秦の始皇帝は自身の後継者を遺書で示しました。
始皇帝の側近で、実質的権力者であった宦官の趙高は、この遺書をこっそり書き換えて、始皇帝の死後、自分が操りやすい新皇帝を据えることに成功しました。
この時、趙高の気がかりは、部下が自分に従うかどうかでした。
新皇帝「みんな集まってるかな。そうしたら、趙高、会議をはじめてくれるかな」
趙高 「御門、その前にご覧いただきたいものがございます。それ、こちらへ」
新皇帝「なになに」
趙高 「馬にございます」
(ぴぃー)
新皇帝「こ、これが馬? ぴぃーって鳴いてるやん。鹿とちゃうか」
趙高 「いや、馬です。鹿に見えても、馬」
新皇帝「そんならこの立派なツノはなんや。違和感ハンパないんやけど」
趙高 「タテガミとちゃいますか」
新皇帝「こんなタテガミがあるかいな」
趙高 「たぶん路上暮らしが長かったんですやろ」
新皇帝「風呂に入られへんかったから固まってるっちゅうわけか」
趙高 「そのようなことかと」
新皇帝「そんなアホな。ほら、煎餅あげたら食べてるし」
趙高 「馬煎餅ですな」
新皇帝「そんなんあるかいな」
趙高 「この春、新発売です。今ならもう一袋プレゼント」
新皇帝「それはええねん。オレには鹿に見えるけどなあ」
趙高 「ほんなら、私の部下に聞いてみましょか。李氏、これは馬か?」
李氏 「(趙のおっさん怖いからなあ)馬ですっ!」
趙高 「その通りっ! 次、王氏は?」
王氏 「馬、かと。(おっさん、怖っわー)」
趙高 「よしっ! 次、張氏っ」
張氏 「(無難にいこか)馬やと思います」
趙高 「あ? 思いますってなんや? よう聞こえへんかったなぁ」
張氏 「いや、馬に決まってますっ(やばいやばい)」
趙高 「そのとおり、これは馬やなあ。劉氏はどうや、これ何に見える?」
劉氏 「(居眠りしてた。え、なんやろ?)あ、はい。鹿です」
趙高 「え、なんやて?」
劉氏 「その動物は、鹿です。(もっと丁寧に答えたらええんかな)立派な雄の鹿」
趙高 「……。劉氏、もう1回聞くけど、これはなんや?」
劉氏 「鹿です(これが鹿でなかったらなんやねん)」
趙高 「ほう、これが鹿と…。コラ、お前。いまさら吐いたツバ飲み込むなよ!」
李氏、王氏、張氏(趙のおっさん、めっちゃいきり立ってるやん)
劉氏 (怒ってるなぁ。なんでやろ)
趙高 「陳氏はどうや、ああっ?」
陳氏 「馬です、馬。絶対に馬(口が裂けても鹿とは言われへん雰囲気や)」
趙高 「さて、御門。お聞きのように、有識者調査の結果、これは馬に決まりました」
新皇帝「ほんまかいな。ひとり”鹿”ゆうたヤツおったやん」
趙高 「は? 恐れながら聞き違いでは」
新皇帝「そこにおる劉とか言う、あれ、そこにおったのに…」
趙高 「いえ、劉などという者は私の元におりませんが」
李氏、王氏、張氏、陳氏(さっき、頭から袋かぶせられて連れていかれたやん)
秦の時代、宦官の趙高が、皇帝に「馬」と言って鹿を献上しました。当然、皇帝はこれを「鹿」だと言いました。

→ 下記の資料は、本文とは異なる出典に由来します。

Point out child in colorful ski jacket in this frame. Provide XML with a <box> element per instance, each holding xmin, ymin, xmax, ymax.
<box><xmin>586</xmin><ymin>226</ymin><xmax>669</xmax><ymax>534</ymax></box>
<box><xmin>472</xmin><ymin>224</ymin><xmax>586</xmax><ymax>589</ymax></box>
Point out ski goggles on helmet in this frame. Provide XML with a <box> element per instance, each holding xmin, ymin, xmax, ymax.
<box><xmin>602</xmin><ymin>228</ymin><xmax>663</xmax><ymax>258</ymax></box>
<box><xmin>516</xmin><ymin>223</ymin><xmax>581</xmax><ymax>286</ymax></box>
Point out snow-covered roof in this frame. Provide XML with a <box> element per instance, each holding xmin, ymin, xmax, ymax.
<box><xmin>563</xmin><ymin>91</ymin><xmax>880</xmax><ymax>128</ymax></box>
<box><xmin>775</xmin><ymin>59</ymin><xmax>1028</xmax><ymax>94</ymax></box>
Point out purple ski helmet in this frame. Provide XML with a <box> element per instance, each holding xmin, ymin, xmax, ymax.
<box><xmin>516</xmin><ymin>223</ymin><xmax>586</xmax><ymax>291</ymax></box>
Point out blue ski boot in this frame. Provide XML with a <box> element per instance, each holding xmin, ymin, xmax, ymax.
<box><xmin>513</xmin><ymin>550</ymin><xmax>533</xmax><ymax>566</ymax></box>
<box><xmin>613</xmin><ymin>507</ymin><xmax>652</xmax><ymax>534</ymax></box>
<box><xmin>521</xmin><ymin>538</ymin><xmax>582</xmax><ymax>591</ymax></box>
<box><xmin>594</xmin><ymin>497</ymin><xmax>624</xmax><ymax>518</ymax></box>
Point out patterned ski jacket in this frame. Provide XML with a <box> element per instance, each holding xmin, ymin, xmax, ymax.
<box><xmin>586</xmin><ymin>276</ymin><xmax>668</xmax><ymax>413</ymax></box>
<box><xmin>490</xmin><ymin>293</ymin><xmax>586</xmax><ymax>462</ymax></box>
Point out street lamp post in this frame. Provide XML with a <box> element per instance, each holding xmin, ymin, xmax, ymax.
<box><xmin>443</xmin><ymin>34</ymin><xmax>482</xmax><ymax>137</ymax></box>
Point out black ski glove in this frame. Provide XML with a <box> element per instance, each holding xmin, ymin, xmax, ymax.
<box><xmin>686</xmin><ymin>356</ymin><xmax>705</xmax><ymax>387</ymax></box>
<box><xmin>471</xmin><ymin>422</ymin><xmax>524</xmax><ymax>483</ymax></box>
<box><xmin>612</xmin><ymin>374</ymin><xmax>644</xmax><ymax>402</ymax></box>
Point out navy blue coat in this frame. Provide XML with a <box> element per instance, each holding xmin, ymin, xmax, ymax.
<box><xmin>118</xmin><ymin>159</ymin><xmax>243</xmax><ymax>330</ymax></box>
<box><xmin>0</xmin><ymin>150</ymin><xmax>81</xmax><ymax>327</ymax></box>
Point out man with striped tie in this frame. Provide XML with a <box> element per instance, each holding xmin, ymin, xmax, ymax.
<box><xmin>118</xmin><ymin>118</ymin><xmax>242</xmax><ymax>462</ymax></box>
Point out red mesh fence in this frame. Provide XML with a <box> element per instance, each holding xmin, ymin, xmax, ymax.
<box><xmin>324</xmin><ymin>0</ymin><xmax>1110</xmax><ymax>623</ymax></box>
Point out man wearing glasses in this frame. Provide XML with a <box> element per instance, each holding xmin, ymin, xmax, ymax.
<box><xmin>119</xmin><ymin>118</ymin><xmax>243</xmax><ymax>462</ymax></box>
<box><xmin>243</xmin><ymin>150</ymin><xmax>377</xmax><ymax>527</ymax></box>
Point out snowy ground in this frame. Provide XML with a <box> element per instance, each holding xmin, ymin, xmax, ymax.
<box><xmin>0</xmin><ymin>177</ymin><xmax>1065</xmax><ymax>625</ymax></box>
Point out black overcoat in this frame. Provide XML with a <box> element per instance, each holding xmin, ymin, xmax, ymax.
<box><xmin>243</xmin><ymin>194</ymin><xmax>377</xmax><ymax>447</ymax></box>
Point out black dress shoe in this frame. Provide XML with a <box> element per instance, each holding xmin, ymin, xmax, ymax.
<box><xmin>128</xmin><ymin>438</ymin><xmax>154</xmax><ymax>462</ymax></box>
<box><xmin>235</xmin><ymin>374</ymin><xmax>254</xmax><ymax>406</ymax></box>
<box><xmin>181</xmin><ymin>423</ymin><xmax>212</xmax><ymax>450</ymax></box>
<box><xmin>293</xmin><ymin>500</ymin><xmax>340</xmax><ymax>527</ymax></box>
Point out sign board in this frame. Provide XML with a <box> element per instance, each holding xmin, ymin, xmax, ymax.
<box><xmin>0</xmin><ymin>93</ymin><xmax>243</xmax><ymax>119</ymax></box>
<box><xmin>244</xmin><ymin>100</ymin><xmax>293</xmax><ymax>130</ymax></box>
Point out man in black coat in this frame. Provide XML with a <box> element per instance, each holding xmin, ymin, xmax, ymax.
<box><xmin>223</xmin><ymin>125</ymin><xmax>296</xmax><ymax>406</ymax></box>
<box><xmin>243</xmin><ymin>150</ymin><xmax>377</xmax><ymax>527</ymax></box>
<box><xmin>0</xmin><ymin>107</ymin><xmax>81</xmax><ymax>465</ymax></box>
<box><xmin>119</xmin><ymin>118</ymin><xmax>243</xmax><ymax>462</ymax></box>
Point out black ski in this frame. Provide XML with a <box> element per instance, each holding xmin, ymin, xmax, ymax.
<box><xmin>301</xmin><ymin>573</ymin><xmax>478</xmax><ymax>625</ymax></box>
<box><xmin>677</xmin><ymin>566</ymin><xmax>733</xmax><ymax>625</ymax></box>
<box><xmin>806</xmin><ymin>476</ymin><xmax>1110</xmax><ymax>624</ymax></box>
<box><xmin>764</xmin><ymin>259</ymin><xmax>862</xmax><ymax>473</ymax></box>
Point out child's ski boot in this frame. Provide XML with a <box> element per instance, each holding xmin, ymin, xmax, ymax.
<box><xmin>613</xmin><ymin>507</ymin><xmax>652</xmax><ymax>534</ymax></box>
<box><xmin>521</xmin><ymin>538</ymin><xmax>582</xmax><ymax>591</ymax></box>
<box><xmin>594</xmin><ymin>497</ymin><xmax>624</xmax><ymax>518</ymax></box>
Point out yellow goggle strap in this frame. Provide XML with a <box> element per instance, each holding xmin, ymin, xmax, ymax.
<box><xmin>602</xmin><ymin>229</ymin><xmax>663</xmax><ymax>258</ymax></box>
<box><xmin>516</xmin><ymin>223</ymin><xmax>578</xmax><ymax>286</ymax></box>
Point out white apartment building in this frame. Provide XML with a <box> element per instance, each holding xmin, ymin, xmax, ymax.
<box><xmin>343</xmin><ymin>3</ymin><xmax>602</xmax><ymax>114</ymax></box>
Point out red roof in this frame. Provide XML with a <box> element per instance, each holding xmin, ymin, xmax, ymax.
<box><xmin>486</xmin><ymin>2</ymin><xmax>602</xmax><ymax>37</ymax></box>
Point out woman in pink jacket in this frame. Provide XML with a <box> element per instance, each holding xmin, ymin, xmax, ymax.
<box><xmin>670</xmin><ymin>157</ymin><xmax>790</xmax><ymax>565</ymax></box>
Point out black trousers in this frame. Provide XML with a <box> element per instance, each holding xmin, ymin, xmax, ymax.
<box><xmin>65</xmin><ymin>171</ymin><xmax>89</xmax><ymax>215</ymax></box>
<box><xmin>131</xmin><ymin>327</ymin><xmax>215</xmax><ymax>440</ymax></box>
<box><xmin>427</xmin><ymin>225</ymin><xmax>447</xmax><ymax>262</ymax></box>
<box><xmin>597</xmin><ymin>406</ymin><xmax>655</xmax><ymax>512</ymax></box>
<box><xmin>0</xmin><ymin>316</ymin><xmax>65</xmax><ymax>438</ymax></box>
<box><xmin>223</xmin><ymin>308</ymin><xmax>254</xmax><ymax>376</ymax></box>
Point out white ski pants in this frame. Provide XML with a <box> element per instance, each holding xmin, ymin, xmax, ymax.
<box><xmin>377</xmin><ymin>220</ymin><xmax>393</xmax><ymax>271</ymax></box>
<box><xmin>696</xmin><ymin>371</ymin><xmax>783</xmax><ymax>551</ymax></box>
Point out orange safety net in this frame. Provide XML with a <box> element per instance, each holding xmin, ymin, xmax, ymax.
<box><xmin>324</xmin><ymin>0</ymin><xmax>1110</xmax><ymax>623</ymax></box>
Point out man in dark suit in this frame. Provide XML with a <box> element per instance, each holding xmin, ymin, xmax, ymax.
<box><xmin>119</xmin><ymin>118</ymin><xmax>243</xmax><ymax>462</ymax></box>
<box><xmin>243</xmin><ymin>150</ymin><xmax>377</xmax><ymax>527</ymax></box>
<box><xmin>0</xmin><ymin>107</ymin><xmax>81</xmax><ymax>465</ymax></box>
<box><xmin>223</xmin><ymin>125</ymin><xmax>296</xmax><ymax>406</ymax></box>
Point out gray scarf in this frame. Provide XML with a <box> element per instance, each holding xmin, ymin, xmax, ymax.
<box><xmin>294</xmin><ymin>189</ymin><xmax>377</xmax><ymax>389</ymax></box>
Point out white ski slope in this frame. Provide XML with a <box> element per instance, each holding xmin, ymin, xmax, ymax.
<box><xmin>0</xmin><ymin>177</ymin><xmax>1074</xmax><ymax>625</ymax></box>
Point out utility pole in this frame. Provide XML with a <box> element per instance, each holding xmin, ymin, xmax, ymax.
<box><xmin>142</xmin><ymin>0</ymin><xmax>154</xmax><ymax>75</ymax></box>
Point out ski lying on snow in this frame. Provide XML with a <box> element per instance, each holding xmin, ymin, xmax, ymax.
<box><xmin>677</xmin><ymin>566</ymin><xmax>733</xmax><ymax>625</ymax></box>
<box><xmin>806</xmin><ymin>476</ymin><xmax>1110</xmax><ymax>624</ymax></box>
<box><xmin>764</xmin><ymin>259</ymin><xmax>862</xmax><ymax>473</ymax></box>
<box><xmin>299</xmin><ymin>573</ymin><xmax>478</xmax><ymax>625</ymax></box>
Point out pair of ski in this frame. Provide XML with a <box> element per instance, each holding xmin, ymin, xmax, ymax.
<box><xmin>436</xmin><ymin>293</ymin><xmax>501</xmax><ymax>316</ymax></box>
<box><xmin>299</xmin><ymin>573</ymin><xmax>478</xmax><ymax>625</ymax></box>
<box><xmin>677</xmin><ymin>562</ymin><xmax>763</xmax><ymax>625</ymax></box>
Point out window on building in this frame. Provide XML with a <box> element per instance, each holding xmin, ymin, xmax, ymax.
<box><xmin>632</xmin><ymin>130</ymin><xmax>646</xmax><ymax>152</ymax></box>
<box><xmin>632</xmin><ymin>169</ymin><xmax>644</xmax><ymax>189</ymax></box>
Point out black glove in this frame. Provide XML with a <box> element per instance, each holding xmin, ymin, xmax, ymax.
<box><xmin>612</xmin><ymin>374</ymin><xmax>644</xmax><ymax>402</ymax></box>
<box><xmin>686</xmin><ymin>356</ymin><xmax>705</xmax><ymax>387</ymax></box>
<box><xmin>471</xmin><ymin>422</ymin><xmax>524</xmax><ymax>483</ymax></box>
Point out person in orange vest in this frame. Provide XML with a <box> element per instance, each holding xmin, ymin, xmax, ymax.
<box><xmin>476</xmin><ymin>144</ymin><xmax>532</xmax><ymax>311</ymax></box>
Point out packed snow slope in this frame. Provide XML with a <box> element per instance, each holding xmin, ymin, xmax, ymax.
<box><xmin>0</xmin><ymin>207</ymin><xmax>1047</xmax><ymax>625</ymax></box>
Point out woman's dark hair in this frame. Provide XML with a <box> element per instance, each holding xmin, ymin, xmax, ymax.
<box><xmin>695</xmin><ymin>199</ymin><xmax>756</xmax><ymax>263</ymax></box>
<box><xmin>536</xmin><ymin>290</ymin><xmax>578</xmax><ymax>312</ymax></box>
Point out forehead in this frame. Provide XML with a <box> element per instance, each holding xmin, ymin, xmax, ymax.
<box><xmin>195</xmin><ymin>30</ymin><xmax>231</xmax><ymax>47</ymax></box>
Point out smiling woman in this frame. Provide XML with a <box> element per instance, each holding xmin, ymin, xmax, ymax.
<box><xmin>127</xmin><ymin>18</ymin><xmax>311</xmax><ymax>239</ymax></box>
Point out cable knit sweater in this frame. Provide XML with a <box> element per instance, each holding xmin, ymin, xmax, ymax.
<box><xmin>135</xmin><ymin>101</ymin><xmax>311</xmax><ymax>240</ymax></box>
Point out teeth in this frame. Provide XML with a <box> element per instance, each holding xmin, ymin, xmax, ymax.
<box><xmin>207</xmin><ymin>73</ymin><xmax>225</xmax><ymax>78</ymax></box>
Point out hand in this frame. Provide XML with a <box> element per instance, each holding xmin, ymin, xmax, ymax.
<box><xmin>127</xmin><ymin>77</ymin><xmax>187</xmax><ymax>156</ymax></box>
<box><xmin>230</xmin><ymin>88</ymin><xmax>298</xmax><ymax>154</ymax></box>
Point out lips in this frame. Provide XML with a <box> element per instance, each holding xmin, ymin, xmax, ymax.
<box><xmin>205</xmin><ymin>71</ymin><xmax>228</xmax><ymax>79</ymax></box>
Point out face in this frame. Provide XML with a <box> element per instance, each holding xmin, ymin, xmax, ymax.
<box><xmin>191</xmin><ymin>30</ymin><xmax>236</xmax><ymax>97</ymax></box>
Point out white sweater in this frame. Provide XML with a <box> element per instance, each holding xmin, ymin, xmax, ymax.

これは、実は趙高が、自分に従う者と、皇帝に従う者を区別するために仕掛けた計略でした。
部下には、趙高の言い分に従って「馬」と答えた者と、皇帝の言うとおり「鹿」と答えた者がいました。
趙高は、自分に従わず「鹿」と言った者を殺してしまいました。
このことから、権力によって無理を通すことや、これに従うことを「馬鹿」というようになりました。
※「馬鹿」の語源は諸説あります。上の超訳はそのひとつ「史記」を参考に書き起こしたしたものです。
このエントリを書くために調べた限りでは、サンスクリット語で「無知・愚か」を意味する”moha”の音を拾った”莫迦”が、転じて「馬鹿」になったという説がもっとも有力なようです。
これと比べて「史記由来説」は少数説に過ぎません。異論がたくさんあります。だから、誰かに話しちゃダメですよ。